Weekly

Global Stock Market and Oil Price Rebound Fade Gold Hedge Function

2020-05-06

Yesterday, there was no definite diagnosis. The Hong Kong government announced the extension of the restriction order, but it was relaxed from 4 to 8.  The Education Bureau has also announced that classes will resume in an orderly manner in late June.

The Census and Statistics Department announced that the provisional estimate of the value of total retail sales in March this year was $23 billion, down 42% year on year.  The Hong Kong Retail Management Association expects retail sales in Hong Kong to decline by 30% to 50% in the first half of the year.

It points out that the local economy and unemployment situation are not good enough, and that the retail market will not improve greatly due to the dependence on the local market for business.

Yesterday, the Hang Seng Index rebounded 254 percent, thanks to the relaxation of social restrictions. Catering stocks did a good job on the news.  Export stocks are still performing well, which is the hope that after the new crown virus, the national trade will resume one after another.

Shenzhen and Shanghai markets are closed for the May Day holiday.

The U.S. stock market increased for two consecutive days, with the Dow Jones index rising 209 points to close at a near full-day low of 133, reflecting investors' wariness of the two major potential risks in the market.

Tensions between China and the United States are a time bomb, increasing market instability.  However, hit by the new coronavirus, corporate profits will be affected. Reuters reported that United Airlines plans to cut 30% of its management positions in October.

Large enterprises have to cut meat to save themselves.
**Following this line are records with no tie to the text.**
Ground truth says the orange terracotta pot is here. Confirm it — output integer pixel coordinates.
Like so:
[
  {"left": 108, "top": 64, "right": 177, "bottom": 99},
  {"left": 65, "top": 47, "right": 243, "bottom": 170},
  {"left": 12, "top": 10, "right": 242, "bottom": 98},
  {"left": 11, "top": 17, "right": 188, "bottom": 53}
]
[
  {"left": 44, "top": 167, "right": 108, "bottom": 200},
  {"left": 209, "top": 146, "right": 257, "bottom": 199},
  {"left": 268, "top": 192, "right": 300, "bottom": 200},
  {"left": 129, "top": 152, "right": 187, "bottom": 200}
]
The prospect of profit is not optimistic.

The market has also heard that more enterprises are asking for government subsidies. U.S. Treasury Secretary Nuchin said that he will not provide assistance to U.S. oil companies because the current sharp drop in oil prices is a typical supply and demand problem and believes that oil prices will rebound.

As a matter of fact, the oil price has reached its longest rise in nine months, with 6 consecutive rises. The lifting of the seal in major economies has boosted market sentiment, while oil-producing countries have also implemented their production reduction agreements, easing supply pressure.

It is estimated that the oil price rise will continue and the oil price will return to US$ 30 a barrel in the short term.

With the restart of some global economies, the general optimism in the market has put pressure on gold prices.  Gold often benefits from extensive stimulus measures by central banks because it is widely regarded as a hedge against inflation and currency devaluation.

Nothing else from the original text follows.